Par PAco Le 11/10/2014 - 13:56 (Modifier)
PAco

>>sloane avait écrit: >> Eh les autres! vous êtes où? Parce que pour l'instant à la cave il n'y a qu'Agecanonix et moi, venez boire un coup§ Je sirote mon Mojito et je prends des notes Sourire


Par sloane Le 11/10/2014 - 13:26 (Modifier)
sloane

Eh les autres! vous êtes où? Parce que pour l'instant à la cave il n'y a qu'Agecanonix et moi, venez boire un coup§


Par Agecanonix Le 11/10/2014 - 12:25 (Modifier)
Agecanonix

>>sloane avait écrit: >> Le foie gras avec un petit Pinot gris d'Alsace, voir un bon Porto est assez excellent. Oui également au repas au Champagne. >> >> Je serais assez Rhum, Tequila, Bourbon à l'apéro, pour garder un vrai bon whisky tourbé écossais des highlands en digestif. Je crois bien que je n'ai jamais testé le Pinot gris sur foie gras ; en général, sur ce mets, c'est le Sauternes qui est incomparable, et comme dirait Mac, un vrai mariage de saveurs. D'autres Aquitains préfèrent le Monbazillac ou certains Loupiac sur le foie gras, il est vrai que c'est des vins liquoreux, donc c'est très bien, mais non, le Sauternes, c'est fabuleux. Parfois je choque certains conformistes bordelais en leur disant (et à juste titre) que le champagne sur le foie gras, c'est aussi extraordinaire, à condition que ce soit un champagne de dégustation apéritive plutôt doux ou demi-sec, et non un brut. Je n'aime pas trop les whiskies écossais, je marche plus au bourbon JD, ou à certaines marques que je trouve au Col d'Ibardin dans les ventas (en détaxé).
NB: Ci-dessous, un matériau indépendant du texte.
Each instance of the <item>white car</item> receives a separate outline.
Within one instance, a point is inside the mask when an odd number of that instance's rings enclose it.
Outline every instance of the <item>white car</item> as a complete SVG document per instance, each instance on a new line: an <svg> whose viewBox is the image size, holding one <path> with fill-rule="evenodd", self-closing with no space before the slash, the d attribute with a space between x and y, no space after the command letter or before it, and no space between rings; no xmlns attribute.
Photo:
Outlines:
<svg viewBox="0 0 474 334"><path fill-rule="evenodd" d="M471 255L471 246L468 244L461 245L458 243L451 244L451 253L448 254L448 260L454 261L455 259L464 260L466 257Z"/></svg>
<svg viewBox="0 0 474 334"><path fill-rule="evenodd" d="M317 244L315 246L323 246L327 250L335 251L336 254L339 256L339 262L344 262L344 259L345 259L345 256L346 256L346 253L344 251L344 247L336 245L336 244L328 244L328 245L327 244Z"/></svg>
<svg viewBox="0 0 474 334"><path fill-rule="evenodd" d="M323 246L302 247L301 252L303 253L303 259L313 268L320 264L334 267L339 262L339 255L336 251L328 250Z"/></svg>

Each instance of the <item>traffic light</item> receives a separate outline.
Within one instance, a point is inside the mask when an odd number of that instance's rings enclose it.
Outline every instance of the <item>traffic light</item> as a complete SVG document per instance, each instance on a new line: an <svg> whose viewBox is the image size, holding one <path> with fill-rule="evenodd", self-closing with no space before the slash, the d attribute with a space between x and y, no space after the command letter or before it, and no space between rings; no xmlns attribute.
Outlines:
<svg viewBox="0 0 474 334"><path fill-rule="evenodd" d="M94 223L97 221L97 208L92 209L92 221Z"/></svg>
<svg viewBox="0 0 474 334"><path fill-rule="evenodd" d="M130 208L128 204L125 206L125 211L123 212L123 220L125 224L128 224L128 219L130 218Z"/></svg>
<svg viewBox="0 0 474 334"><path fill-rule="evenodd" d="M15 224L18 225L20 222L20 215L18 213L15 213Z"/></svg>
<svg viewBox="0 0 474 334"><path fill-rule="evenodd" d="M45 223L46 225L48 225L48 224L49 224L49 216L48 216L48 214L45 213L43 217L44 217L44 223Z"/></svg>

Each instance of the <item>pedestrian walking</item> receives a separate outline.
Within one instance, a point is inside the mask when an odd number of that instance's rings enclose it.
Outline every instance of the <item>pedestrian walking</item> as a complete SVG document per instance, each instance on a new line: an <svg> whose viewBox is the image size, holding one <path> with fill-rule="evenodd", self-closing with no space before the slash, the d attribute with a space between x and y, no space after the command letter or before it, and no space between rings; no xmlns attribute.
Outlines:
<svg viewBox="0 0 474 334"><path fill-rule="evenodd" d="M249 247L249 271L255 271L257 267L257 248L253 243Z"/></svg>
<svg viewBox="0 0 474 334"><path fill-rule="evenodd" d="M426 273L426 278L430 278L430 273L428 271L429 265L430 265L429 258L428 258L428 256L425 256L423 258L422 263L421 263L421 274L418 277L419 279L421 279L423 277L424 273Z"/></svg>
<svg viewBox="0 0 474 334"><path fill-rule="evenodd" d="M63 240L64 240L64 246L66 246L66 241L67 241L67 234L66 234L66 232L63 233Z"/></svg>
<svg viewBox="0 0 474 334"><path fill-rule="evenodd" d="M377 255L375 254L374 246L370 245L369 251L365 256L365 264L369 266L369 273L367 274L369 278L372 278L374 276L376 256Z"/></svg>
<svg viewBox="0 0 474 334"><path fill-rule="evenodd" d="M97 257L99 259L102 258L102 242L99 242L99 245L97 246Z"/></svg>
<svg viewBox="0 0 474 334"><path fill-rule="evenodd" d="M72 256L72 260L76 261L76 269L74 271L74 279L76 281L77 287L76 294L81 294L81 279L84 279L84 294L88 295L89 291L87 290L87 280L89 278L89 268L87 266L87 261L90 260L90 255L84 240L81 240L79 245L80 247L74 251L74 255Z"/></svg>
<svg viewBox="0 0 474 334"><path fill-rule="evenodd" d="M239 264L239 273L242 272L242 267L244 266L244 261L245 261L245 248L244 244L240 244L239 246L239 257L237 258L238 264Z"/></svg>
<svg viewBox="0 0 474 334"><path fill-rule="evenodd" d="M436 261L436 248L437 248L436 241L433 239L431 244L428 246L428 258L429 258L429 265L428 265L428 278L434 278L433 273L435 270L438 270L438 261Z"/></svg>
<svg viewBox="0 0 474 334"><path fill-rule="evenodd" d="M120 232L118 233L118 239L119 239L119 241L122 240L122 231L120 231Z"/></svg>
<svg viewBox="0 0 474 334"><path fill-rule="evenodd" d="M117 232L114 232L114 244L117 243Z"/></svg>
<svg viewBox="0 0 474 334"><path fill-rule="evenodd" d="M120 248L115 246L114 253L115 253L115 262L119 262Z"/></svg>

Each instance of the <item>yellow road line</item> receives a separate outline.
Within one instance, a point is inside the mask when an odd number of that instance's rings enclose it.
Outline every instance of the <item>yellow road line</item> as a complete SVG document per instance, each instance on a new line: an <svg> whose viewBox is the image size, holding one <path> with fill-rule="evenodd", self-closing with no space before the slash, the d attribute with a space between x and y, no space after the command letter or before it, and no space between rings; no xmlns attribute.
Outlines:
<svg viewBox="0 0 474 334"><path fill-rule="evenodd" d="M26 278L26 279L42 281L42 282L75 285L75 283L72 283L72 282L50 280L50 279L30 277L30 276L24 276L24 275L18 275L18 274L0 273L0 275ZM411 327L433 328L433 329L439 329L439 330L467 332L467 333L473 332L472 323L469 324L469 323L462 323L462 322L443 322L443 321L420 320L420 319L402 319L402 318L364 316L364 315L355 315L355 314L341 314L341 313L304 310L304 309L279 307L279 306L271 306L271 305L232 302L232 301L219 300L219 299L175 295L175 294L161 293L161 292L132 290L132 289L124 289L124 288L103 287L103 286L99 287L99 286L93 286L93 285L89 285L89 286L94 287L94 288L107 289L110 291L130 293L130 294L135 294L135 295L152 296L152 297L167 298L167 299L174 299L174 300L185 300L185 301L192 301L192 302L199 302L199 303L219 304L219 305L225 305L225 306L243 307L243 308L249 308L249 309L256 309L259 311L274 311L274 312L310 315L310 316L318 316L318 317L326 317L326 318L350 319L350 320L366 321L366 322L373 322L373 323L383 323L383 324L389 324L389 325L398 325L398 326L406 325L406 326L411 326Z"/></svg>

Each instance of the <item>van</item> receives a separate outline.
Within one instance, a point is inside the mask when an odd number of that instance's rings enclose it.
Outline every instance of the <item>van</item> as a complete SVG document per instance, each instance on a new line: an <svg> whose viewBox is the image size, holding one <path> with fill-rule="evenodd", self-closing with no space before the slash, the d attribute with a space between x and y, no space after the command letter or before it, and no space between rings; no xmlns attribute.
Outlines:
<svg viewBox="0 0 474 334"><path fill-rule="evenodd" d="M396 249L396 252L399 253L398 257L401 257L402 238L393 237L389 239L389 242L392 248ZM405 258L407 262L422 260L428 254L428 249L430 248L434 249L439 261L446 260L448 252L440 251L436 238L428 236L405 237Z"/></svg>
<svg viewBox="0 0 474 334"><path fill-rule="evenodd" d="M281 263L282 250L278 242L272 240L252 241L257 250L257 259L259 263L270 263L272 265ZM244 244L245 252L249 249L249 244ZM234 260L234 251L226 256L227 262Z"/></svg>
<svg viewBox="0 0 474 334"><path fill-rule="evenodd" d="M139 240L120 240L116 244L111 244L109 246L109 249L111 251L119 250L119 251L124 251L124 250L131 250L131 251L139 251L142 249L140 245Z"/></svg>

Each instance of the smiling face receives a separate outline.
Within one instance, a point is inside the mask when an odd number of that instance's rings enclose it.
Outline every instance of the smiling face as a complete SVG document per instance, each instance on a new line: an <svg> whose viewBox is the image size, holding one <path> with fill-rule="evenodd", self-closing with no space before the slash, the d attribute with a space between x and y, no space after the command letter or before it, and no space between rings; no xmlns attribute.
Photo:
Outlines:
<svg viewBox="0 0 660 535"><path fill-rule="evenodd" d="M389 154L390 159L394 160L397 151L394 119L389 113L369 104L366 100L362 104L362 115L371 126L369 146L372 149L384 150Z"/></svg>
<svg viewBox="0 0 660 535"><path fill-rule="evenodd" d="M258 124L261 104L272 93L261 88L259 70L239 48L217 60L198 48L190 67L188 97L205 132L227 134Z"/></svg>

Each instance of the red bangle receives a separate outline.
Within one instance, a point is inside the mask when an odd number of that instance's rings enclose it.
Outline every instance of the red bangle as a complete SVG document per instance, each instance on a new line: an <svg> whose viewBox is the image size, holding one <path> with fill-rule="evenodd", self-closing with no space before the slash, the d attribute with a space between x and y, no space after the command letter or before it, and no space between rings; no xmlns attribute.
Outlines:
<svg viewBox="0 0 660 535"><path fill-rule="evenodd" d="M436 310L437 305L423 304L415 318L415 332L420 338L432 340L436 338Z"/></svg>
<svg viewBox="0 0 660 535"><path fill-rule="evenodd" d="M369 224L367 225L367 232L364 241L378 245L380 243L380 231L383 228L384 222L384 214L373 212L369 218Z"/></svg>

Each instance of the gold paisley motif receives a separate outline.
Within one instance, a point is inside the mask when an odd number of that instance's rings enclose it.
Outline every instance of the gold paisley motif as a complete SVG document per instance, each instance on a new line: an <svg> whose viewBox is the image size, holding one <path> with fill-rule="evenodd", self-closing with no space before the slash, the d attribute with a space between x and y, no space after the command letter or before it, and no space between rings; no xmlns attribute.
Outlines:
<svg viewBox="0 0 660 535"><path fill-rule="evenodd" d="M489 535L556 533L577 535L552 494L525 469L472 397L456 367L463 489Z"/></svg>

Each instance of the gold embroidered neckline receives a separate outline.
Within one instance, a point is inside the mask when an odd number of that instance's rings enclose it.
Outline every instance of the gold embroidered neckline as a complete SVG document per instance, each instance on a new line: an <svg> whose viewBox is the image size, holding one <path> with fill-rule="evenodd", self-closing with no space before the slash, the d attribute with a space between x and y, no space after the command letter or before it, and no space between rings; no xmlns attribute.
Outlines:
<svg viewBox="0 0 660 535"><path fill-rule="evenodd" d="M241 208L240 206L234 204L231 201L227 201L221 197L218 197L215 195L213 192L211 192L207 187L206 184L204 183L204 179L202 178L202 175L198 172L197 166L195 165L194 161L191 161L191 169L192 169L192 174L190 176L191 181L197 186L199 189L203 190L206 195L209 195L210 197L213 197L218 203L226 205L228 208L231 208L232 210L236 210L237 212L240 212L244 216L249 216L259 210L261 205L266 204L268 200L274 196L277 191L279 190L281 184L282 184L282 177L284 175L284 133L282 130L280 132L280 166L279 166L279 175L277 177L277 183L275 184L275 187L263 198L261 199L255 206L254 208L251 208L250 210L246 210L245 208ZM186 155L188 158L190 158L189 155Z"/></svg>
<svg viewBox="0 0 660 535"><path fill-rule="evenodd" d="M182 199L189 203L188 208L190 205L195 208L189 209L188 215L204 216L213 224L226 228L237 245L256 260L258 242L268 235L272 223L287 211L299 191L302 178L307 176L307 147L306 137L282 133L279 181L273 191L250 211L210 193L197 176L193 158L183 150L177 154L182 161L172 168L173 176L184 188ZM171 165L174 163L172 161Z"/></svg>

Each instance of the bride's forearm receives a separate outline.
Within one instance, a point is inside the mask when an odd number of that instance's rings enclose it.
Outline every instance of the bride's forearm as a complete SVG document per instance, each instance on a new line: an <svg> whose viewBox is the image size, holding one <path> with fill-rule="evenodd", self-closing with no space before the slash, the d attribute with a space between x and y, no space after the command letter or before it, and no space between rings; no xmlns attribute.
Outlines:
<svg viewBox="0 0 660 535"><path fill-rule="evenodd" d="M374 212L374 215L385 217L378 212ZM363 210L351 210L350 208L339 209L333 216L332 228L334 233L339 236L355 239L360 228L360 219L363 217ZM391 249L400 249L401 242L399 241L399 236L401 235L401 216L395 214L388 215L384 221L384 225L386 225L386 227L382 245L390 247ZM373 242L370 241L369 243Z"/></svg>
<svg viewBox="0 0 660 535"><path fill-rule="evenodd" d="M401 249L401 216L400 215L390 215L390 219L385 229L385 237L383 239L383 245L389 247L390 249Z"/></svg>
Par sloane Le 11/10/2014 - 09:34 (Modifier)
sloane

Le foie gras avec un petit Pinot gris d'Alsace, voir un bon Porto est assez excellent. Oui également au repas au Champagne. Je serais assez Rhum, Tequila, Bourbon à l'apéro, pour garder un vrai bon whisky tourbé écossais des highlands en digestif.